人工映射和自动映射是从映射的主体角度进行划分。人工映射的主体是人,需要投入大量人力和时间对分类法的每个类目进行比对和映射。Zins等[12]以“10-pillar of knowledge”模型为基准,将《美国国会图书馆图书分类法》、DDC、《通用十进制分类法》三部分类法的一级大类、二级大类映射到该知识分类法,以论证当前使用的三部分类法是否有足够的系统性,能否覆盖人类的所有知识。自动映射以计算机为映射主体,基于语义相似度、交叉浏览等方法设计映射算法,对类目进行自动映射。如Vizine-Goetz等[11]将主题词表以MARC21格式进行编码后,使用自动映射法以ERIC和LCSH相互映射为例,论证该算法的可行性。
首先,在进行类目映射前要了解映射的影响因素。1990年,崔明爱[13]从分类标准及其引用次序、分类法类型、列类方法、语言标记,分类法的倾向性、动态性、标引规则和复合主题等多个方面总结分类法兼容过程中可能遇到的问题。李珂等[14]将影响因素分为宏观因素和微观因素,宏观因素包括编制原则、体系结构、语言文化等,微观因素包括先组程度、类目专指度和表述差异。

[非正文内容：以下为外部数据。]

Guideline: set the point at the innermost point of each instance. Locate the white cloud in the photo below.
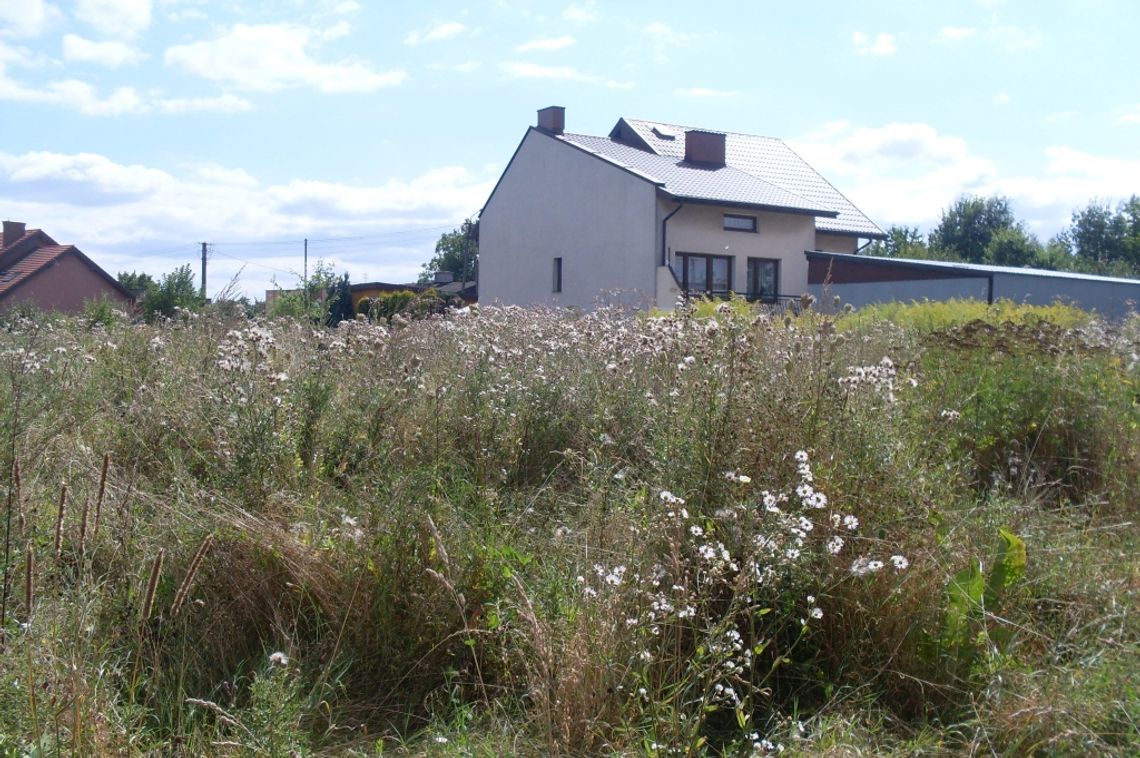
(900, 172)
(225, 103)
(1010, 38)
(465, 67)
(436, 33)
(26, 17)
(119, 213)
(1015, 38)
(906, 173)
(882, 45)
(84, 98)
(271, 57)
(111, 55)
(115, 17)
(47, 173)
(955, 33)
(546, 45)
(1129, 115)
(703, 91)
(581, 13)
(74, 94)
(336, 31)
(519, 70)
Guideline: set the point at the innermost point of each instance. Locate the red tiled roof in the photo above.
(29, 265)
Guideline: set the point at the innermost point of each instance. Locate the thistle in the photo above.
(153, 585)
(103, 489)
(59, 520)
(184, 589)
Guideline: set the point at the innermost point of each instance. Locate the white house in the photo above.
(654, 210)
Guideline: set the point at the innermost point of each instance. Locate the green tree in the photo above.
(340, 302)
(1100, 235)
(310, 300)
(969, 225)
(901, 242)
(1014, 246)
(457, 252)
(137, 280)
(176, 290)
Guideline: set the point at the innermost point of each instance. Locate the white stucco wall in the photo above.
(556, 201)
(782, 236)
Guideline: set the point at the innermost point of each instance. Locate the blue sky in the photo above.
(137, 129)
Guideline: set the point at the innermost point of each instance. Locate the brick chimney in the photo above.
(13, 230)
(552, 120)
(705, 147)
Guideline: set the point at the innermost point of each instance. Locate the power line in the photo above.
(380, 235)
(249, 262)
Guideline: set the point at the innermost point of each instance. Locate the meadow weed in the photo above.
(718, 530)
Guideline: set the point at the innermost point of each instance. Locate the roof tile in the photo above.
(772, 161)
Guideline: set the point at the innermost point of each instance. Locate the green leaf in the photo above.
(965, 593)
(1008, 568)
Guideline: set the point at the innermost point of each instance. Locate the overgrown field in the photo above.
(531, 532)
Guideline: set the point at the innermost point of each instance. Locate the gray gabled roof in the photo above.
(683, 180)
(766, 159)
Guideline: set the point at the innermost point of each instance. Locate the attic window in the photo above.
(733, 222)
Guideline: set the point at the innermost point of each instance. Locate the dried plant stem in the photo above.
(152, 585)
(21, 516)
(184, 589)
(82, 526)
(103, 489)
(59, 520)
(29, 580)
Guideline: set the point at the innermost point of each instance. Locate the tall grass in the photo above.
(532, 531)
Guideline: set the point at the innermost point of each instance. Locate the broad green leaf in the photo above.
(1008, 568)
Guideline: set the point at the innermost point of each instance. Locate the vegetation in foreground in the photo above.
(506, 531)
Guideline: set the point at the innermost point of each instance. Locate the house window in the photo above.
(763, 279)
(733, 222)
(706, 274)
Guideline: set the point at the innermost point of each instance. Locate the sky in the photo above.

其次,要对映射的关系类型进行一定了解。分类法类目之间表达概念的不完全一致性,决定类目之间的映射存在多种语义对应关系[15]。如Renardus项目在进行DDC与本地网关分类法映射过程中,规定完全等同、包含、包含于、大部分重叠和小部分重叠5种对应关系[16];戴剑波等[15]在进行《中国图书馆分类法》和DDC映射实践时,规定等价、包含、包含于和相关4种语义映射关系;此外,也有研究在进行映射的过程中不对关系类型进行定义,通过定义相似度的计算方法,找到两部分类法之间相似度最高的类目直接进行一一对应[16-17]。
最后,对类目之间进行映射的判断依据也需要参考。贾君枝等[18]提出要依据类名、注释、主题词、类目间关系等因素确定映射关系类型,而不能仅凭借上述某一项就直接确定类目的映射关系类型,并对具体情况进行详细分析。对于组合类目(如《中国图书馆分类法》中O15代数、数论、组合理论类目),贾君枝等[19]也针对类目完全等同、类目交叉、类目包含3种情况进行具体讨论,并对每种情况给出相应处理办法。
根据美国国会图书馆官方网站提供的《美国国会图书馆图书分类法》全文[20]和国家图书馆网站提供的《中国图书馆分类法》[21],本文对数学、心理学、教育学3个学科共计799条《中国图书馆分类法》类目进行人工映射。
O1数学为二级类,该二级类的下位类(不含O1)共237条,其中三级类目17条(约占比7.2%)、四级类目(约占比26.2%)62条、五级类目158条(约占比66.7%)。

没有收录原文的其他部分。